SOPHIE SARTAIN, WRITER/CO-PRODUCER

Blessed Is the Match is Sophie Sartain’s first feature documentary script. Her past positions include executive director of editorial services for MGM Home Entertainment and managing editor of Sony Online Entertainment, where she oversaw a staff of 17 writers, editors and researchers. In 2004, she co-created and co-executive produced the VH1 two-hour special, Fortune Files. As a freelance writer, her clients have included 20th Century Fox Home Entertainment, Sony Pictures Home Entertainment, New Line Home Entertainment and ABC Radio Networks. Sartain has collaborated with Roberta Grossman on several film and media projects, including The Rich in America: 150 Years of Town & Country Magazine (A&E) and 500 Nations (CBS).

BLAKE WEST, EDITOR

Blake West’s editing experience includes documentaries, trailers, music videos, television shows, short films, as well as feature films. He has worked with networks and studios such as HBO, Showtime, Cinemax, VH1, MTV, AMC, IFC, Bravo, Channel 5 (UK), Channel 4 (UK) and Dimension Films. Some of his credits include Hell Ride (Dimension Films, 2007), Debating the Enigma of Hitler’s Sexuality (HBO, 2004), Women on Top: Hollywood & Power (AMC, IFC, WE, 2003) and The Cell (National TV ad campaign, 30-second spot). He was the senior editor on the five-hour special From the Waist Down: Men, Women & Music (VH1, 2001). His editing project, Homeland: Four Portraits of Native Action, took home two awards at the 2005 Santa Barbara International Film Festival.

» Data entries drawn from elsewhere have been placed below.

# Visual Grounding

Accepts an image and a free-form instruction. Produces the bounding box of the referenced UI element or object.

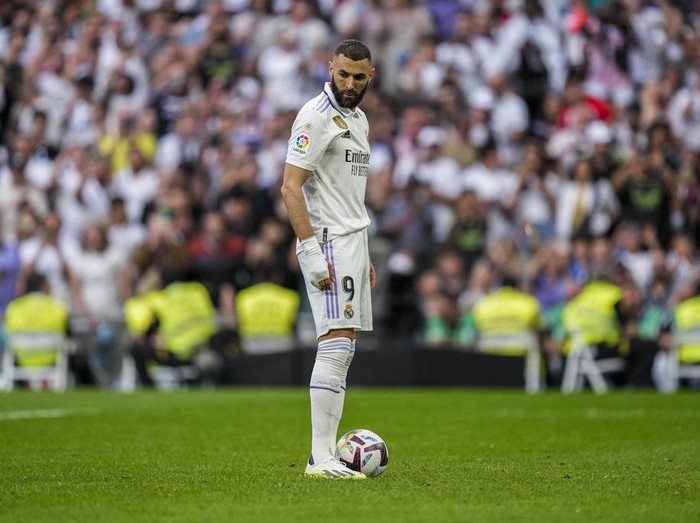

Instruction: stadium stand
[0,0,700,386]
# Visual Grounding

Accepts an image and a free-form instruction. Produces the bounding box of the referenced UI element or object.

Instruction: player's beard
[331,77,369,109]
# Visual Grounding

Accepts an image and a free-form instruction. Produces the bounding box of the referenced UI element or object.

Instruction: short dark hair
[333,38,372,62]
[24,272,49,294]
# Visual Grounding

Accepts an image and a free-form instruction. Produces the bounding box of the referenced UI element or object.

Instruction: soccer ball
[335,429,389,476]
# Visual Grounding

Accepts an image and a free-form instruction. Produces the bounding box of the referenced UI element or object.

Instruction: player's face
[328,54,374,109]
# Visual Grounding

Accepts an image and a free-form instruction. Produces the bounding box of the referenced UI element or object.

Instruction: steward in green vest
[562,279,623,354]
[673,285,700,364]
[236,282,300,352]
[124,261,218,387]
[5,273,69,367]
[471,278,544,356]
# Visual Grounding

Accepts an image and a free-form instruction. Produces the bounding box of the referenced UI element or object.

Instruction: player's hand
[307,252,333,291]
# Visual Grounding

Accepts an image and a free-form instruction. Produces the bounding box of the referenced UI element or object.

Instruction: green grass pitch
[0,388,700,523]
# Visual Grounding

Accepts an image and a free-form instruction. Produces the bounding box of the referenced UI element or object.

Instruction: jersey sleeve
[287,110,332,171]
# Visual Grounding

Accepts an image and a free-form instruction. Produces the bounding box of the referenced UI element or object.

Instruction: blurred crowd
[0,0,700,368]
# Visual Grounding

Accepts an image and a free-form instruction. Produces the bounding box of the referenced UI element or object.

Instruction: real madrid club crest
[343,303,355,319]
[333,116,348,129]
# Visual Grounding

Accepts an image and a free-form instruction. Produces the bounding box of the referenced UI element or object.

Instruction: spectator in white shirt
[112,146,161,222]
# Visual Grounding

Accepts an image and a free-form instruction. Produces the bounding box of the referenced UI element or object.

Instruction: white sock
[309,338,352,463]
[333,340,356,434]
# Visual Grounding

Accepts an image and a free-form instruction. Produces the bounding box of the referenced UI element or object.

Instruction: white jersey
[287,83,370,243]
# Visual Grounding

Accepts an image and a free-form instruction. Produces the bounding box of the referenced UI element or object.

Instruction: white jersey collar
[323,82,355,116]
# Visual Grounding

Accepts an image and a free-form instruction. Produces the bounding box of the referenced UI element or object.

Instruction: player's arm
[281,163,314,240]
[280,163,335,290]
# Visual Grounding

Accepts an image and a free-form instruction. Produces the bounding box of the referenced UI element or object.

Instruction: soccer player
[281,40,376,479]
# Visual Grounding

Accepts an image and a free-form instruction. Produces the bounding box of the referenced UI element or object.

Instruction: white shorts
[297,229,372,337]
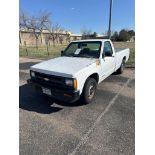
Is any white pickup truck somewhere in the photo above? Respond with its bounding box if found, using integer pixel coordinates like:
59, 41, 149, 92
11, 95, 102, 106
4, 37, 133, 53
28, 39, 130, 103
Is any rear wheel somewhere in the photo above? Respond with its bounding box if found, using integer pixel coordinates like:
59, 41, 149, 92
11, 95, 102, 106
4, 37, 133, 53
82, 78, 97, 103
116, 59, 125, 74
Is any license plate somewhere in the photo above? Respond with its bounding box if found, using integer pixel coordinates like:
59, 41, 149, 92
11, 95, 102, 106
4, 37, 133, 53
42, 88, 52, 96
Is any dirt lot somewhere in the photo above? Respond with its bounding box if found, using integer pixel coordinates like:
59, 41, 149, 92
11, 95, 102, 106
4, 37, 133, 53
19, 42, 135, 66
19, 58, 135, 155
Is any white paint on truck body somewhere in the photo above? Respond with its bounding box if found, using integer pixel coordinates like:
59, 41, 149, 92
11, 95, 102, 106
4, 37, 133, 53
30, 39, 130, 94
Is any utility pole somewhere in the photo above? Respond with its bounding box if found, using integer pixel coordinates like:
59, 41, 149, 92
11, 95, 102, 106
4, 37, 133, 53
108, 0, 113, 39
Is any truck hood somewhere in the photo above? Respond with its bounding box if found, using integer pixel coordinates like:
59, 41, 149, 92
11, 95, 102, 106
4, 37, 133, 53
30, 56, 96, 77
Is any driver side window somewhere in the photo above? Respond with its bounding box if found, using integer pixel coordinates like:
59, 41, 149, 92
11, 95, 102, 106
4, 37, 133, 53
103, 41, 113, 57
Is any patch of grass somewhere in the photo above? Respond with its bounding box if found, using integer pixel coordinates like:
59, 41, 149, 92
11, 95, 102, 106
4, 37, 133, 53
19, 42, 135, 66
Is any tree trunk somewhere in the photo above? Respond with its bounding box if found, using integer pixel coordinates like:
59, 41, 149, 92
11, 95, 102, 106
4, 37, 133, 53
19, 31, 22, 44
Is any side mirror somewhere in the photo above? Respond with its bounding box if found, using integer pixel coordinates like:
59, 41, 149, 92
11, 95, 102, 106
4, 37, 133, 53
61, 51, 64, 56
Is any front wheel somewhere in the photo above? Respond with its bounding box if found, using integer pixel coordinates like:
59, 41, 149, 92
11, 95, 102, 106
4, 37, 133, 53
82, 78, 97, 103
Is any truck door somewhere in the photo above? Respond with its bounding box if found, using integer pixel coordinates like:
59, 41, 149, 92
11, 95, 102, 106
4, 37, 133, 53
101, 41, 116, 79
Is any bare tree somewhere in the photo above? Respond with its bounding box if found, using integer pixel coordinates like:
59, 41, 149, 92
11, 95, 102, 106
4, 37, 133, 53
38, 11, 51, 44
19, 11, 28, 44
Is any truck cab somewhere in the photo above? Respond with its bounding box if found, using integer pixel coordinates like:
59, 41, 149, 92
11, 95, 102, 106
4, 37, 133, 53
29, 39, 129, 103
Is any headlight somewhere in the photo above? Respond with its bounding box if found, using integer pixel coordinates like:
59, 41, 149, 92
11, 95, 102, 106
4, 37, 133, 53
31, 71, 35, 77
65, 79, 77, 90
65, 79, 73, 86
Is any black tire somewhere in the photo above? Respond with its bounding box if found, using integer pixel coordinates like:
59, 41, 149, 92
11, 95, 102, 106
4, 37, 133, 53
116, 60, 125, 74
82, 78, 97, 104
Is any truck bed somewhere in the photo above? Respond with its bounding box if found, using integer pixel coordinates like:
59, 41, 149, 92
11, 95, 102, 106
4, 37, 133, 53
115, 48, 126, 53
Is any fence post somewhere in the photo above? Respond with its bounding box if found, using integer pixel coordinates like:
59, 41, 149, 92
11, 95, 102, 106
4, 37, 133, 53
24, 41, 28, 56
46, 40, 49, 56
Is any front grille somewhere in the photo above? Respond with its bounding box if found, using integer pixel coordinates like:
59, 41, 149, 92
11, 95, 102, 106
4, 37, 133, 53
33, 72, 64, 87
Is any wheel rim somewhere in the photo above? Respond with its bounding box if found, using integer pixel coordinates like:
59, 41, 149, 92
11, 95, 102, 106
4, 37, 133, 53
88, 83, 95, 99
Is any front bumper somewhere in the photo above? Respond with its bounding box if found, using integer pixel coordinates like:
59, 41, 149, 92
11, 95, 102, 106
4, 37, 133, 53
27, 79, 80, 103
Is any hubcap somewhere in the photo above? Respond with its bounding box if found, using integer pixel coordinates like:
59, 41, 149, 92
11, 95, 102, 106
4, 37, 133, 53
88, 83, 95, 99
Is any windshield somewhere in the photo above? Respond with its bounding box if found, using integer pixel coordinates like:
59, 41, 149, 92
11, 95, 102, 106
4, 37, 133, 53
63, 41, 101, 58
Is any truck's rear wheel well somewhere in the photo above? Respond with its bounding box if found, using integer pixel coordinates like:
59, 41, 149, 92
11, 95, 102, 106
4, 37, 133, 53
88, 73, 99, 83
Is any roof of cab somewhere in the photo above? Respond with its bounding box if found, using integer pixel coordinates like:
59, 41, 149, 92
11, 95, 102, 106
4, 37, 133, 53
72, 39, 110, 42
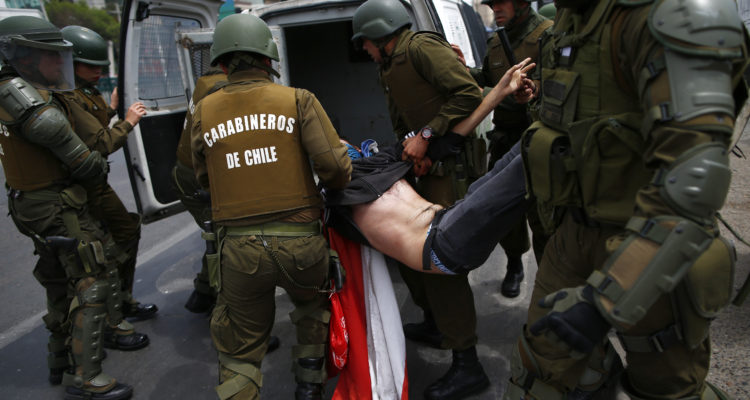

TODD BOEKELHEIDE, COMPOSER

Todd Boekelheide started working in film in 1974 at American Zoetrope, Francis Ford Coppola’s production company in San Francisco. In 1976 he worked as an assistant editor on Star Wars, and went on to edit picture and sound on The Black Stallion. This film kindled an interest in film music, so he began music studies at Mills College. As he began to develop his film-scoring career, he also specialized as a rerecording mixer, and won an Oscar for mixing the music on Amadeus. He has scored several feature films, including Dim Sum and Nina Takes a Lover, and documentaries, notably Hearts of Darkness: A Filmmaker’s Apocalypse. In 1999 he won an Emmy for his score for the documentary Kids of Survival: The Life and Art of Tim Rollins and the KOS. Up-to-date credits information can be found at www.tobomusic.com.